When the drum riser starts harmonizing, you know you are either too high or some mystic Pythagorean force is at work. After the band stopped playing, the sound waves from the stage would vibrate the drum riser and out would come this perfect note. A booming E-flat. It was wild! What was that? The stage was haunted! The note would come out through the holes we’d cut into its side so that we could move it. It was feedback, but it wa
s freaky, especially on a few lines of blow, to hear this otherworldly foghorn sound emanating from it.

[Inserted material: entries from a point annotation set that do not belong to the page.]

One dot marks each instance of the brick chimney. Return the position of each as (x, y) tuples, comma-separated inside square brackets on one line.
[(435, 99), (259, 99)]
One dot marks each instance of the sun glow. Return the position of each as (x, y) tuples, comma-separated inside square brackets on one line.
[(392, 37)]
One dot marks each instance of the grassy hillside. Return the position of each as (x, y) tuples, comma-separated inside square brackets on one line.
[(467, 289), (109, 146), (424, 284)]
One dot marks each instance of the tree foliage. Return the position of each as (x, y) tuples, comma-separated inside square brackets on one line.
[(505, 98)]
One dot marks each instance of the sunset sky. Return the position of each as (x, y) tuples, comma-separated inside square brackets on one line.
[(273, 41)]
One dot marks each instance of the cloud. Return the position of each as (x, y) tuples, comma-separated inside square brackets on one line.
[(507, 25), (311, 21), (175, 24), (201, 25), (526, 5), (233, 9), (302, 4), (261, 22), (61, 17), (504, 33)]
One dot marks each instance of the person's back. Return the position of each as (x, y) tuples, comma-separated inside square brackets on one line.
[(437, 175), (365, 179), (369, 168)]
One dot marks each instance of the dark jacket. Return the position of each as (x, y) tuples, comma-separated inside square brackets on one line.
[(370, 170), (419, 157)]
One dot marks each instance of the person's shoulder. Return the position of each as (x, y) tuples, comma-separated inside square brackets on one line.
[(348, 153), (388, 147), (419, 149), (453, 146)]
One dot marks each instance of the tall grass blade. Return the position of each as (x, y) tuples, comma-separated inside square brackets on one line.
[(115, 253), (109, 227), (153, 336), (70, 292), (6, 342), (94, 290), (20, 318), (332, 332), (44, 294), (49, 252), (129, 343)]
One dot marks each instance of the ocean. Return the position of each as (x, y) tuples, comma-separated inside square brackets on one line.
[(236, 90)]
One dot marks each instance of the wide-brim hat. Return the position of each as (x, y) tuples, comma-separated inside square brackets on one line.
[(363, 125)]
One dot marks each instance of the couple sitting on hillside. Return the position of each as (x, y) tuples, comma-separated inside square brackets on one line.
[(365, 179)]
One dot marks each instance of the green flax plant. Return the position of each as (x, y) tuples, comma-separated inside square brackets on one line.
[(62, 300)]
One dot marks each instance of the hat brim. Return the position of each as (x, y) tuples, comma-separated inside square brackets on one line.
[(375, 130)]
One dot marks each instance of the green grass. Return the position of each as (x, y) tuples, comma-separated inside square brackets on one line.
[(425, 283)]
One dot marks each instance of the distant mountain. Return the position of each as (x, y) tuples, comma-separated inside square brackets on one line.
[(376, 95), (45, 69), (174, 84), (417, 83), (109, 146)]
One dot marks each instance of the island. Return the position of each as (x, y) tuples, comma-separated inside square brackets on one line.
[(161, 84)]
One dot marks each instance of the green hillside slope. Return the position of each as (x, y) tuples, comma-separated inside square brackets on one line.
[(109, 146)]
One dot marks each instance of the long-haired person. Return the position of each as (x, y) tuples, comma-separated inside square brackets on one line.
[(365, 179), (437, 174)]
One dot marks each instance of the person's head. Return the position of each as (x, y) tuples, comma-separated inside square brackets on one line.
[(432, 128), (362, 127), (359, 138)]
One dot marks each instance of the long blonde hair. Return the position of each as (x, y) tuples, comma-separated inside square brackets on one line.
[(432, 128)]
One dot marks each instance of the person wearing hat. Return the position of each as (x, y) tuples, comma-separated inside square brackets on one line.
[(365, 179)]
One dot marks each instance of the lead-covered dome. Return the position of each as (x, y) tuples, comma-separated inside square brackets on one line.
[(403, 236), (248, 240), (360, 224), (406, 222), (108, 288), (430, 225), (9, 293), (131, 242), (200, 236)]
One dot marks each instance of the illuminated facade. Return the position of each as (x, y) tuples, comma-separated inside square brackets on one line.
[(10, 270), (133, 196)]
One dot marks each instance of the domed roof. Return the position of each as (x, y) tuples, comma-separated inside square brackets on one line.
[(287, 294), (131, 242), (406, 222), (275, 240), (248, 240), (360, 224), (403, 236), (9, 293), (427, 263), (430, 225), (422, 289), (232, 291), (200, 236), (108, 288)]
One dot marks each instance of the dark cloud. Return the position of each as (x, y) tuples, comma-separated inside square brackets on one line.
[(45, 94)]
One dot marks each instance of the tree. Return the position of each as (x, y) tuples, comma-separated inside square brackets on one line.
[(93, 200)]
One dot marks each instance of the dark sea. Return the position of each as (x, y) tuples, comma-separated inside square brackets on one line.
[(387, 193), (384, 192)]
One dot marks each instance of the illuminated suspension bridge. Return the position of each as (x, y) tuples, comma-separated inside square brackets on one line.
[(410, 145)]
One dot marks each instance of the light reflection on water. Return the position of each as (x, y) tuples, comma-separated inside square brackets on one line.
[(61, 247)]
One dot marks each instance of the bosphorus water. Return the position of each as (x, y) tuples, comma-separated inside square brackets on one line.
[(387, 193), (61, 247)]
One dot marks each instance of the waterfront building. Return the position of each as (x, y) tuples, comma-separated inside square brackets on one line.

Like I said earlier, I was a drummer, so I’d share all my tricks with Joey. Back when I was with Chain Reaction and no one could hear me, I put a pillow in my drum, ripped the front head off, placed a Shure 58 mic in there, and hooked that into two Colossus amps. I put ’em on either side of my drums when I played, which pissed off Don Solomon no end, but he knew it accentuated what he was playing.
I told Joey that story later on, so he, having to outdo me, got a twelve-inch speaker that someone built for him that he stuck behind his head to enhance our show. It would get miked for sound, the bass would get miked for slap. And we were off and running. One day I look at Joey and I hear the stage talking to me, humming this note. Little did I know it was his fucking bass amp feeding back. Joey is a good drummer, but I’m the one that showed him foot foot, foot foot—high hat, high hat—foot and high hat playing the same thing . . . snare in the middle. He fuckin’ practiced that and he got it.
I showed Joey the egg on my foot. The egg is the muscle you get on your foot from playing the foot pedal. I showed him because I was so proud of it. He looked at me and I could see in his eyes that he loved the whole thing, the romance of it. Joey became one of the greatest drummers ever, which made him two feet taller than he was when he started. Now he’s taller than me! But he still wears spandex, with a little teeny nub. You’ve no doubt heard the expression “I know it’s small but it’s fat like a beer can.” Most men dress to the left or the right; Joey dresses straight out. Far as endowments go on the other members of the band, two are hung like a Sopwith Camel, one’s got a licorice nib, and one has a big ten-inch. I won’t say who that is . . . but his first name is Steven.